Modernise a legacy commerce estate without disrupting trade

How we helped Arco move a complex Hybris and SAP estate towards Spring Boot services on Azure, reducing platform drag without risking uptime.

February 2024 Commercial platformsSimplificationMaintainabilityDelivery flow

Overview

At Arco, we joined a major transformation effort centred on a legacy commerce platform built around SAP, with a Hybris front end that had become increasingly clunky, slow to evolve, and difficult to maintain.

The challenge was not simply technical. Arco operates in a nuanced space that blends B2B and B2C retail journeys, with important relationships between the business, its partners, and its end customers. Any modernisation had to respect those realities while creating a platform that was easier to scale, easier to change, and far better suited to long-term growth.

The challenge

The existing estate had all the familiar problems of a large monolithic commerce platform:

  • slow and costly change
  • heavy dependence on specialist platform knowledge
  • tight coupling between core capabilities
  • limited flexibility when introducing new features
  • risk attached to almost every release

For an online commerce business, this kind of bottleneck has a direct commercial impact. The platform needed to improve, but the business could not tolerate disruption. Uptime and continuity were critical throughout the transition.

Our approach

Applying the Port60 method, we worked to structurally strangle the legacy platform rather than pursue a risky big-bang rewrite.

That meant first developing a deep understanding of the domain, especially the way Arco’s customer and partner models influenced the overall retail experience. From there, we were able to identify where service boundaries could be introduced, where legacy dependencies could be reduced, and how to reshape the platform incrementally.

The target architecture moved toward Spring Boot microservices running on Azure, giving Arco a more modular and resilient foundation while allowing change to be delivered in stages.

Delivery in motion

This transformation required careful planning and disciplined iteration. We had to move quickly, but every step also had to be safe.

By understanding the data, the flows, and the operational pressures of the existing estate, we were able to work through phased delivery cycles that introduced value progressively rather than asking the business to absorb unnecessary risk all at once.

The programme maintained an extremely high level of service continuity throughout, with uptime expectations around 99.999%, which was essential for a business so heavily dependent on online commerce.

The outcome

The shift toward Azure and Spring Boot created a platform direction that was more modern, scalable, and easier to manage.
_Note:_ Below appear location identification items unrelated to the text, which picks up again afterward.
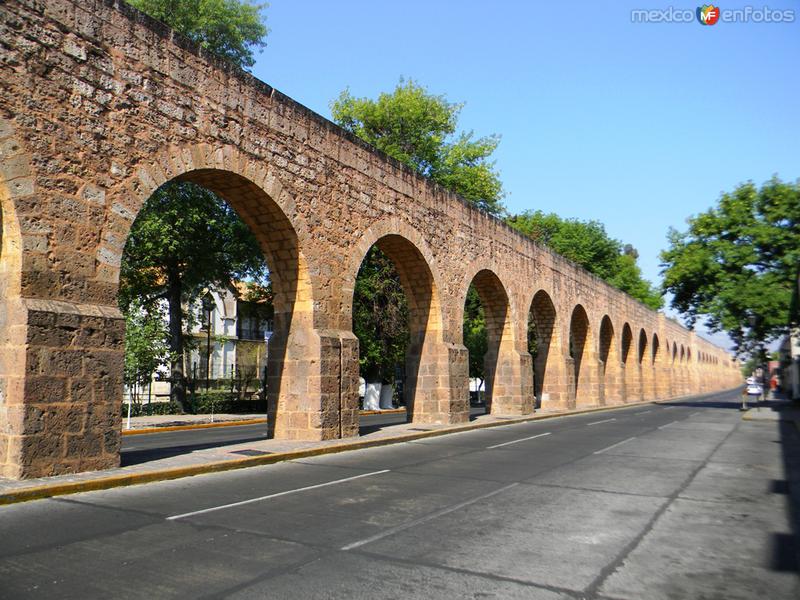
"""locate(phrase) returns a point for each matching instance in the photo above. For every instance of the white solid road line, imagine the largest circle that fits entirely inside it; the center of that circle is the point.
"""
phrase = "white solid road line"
(516, 441)
(286, 493)
(425, 519)
(615, 445)
(598, 422)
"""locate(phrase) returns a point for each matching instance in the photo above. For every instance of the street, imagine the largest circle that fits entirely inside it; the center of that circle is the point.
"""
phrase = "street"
(681, 500)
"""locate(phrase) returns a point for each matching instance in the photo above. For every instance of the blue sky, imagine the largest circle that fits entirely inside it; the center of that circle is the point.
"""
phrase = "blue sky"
(635, 125)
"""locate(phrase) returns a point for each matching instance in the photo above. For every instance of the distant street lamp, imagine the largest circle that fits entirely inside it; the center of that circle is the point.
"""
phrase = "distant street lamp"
(762, 364)
(208, 308)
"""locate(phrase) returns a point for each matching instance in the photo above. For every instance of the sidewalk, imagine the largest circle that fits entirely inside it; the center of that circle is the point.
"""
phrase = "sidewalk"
(774, 410)
(223, 458)
(168, 422)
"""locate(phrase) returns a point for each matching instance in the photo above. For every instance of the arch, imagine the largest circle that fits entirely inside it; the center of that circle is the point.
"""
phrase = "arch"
(424, 364)
(631, 389)
(673, 373)
(499, 361)
(543, 323)
(656, 360)
(253, 192)
(415, 248)
(580, 354)
(608, 363)
(645, 370)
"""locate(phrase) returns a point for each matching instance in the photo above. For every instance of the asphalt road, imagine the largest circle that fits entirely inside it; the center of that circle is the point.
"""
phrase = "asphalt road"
(152, 446)
(677, 501)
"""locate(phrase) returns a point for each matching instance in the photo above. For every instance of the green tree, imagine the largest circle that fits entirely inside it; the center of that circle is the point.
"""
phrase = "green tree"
(475, 338)
(145, 345)
(588, 244)
(737, 265)
(229, 28)
(380, 318)
(185, 239)
(419, 129)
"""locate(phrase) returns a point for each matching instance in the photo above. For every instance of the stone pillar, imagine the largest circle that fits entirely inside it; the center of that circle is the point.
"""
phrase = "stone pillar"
(509, 382)
(439, 393)
(62, 368)
(312, 383)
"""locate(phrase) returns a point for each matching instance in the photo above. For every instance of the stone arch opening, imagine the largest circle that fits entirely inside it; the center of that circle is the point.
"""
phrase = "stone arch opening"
(496, 341)
(608, 363)
(285, 362)
(412, 373)
(645, 372)
(580, 354)
(628, 362)
(542, 345)
(657, 377)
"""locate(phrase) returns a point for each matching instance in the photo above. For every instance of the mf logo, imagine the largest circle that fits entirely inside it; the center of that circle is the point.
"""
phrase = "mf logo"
(708, 14)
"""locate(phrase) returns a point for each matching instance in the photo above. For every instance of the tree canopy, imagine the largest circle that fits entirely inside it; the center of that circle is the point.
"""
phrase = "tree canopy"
(420, 129)
(739, 261)
(588, 244)
(184, 239)
(232, 29)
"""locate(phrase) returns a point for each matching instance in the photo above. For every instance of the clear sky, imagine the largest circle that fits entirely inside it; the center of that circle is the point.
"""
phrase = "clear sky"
(635, 125)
It reduced the long-term burden of running and maintaining heavyweight on-premise infrastructure, while also opening the estate up to a far broader Java engineering skill set. That matters commercially as much as technically: relying less on scarce, expensive specialist platform expertise gives the business more flexibility in how it grows and supports the platform in future.

Just as importantly, Arco was no longer constrained by the same monolithic model. The organisation gained a more practical route to ongoing evolution, with an architecture better aligned to modern delivery.

Why this mattered

For Arco, this was not only a technology refresh. It was a strategic move away from a hard-to-change commerce estate toward a platform capable of supporting the pace, reliability, and scalability the business needed.

The result was a stronger foundation for online retail, delivered in a way that respected both the complexity of the domain and the commercial reality that downtime was not an option.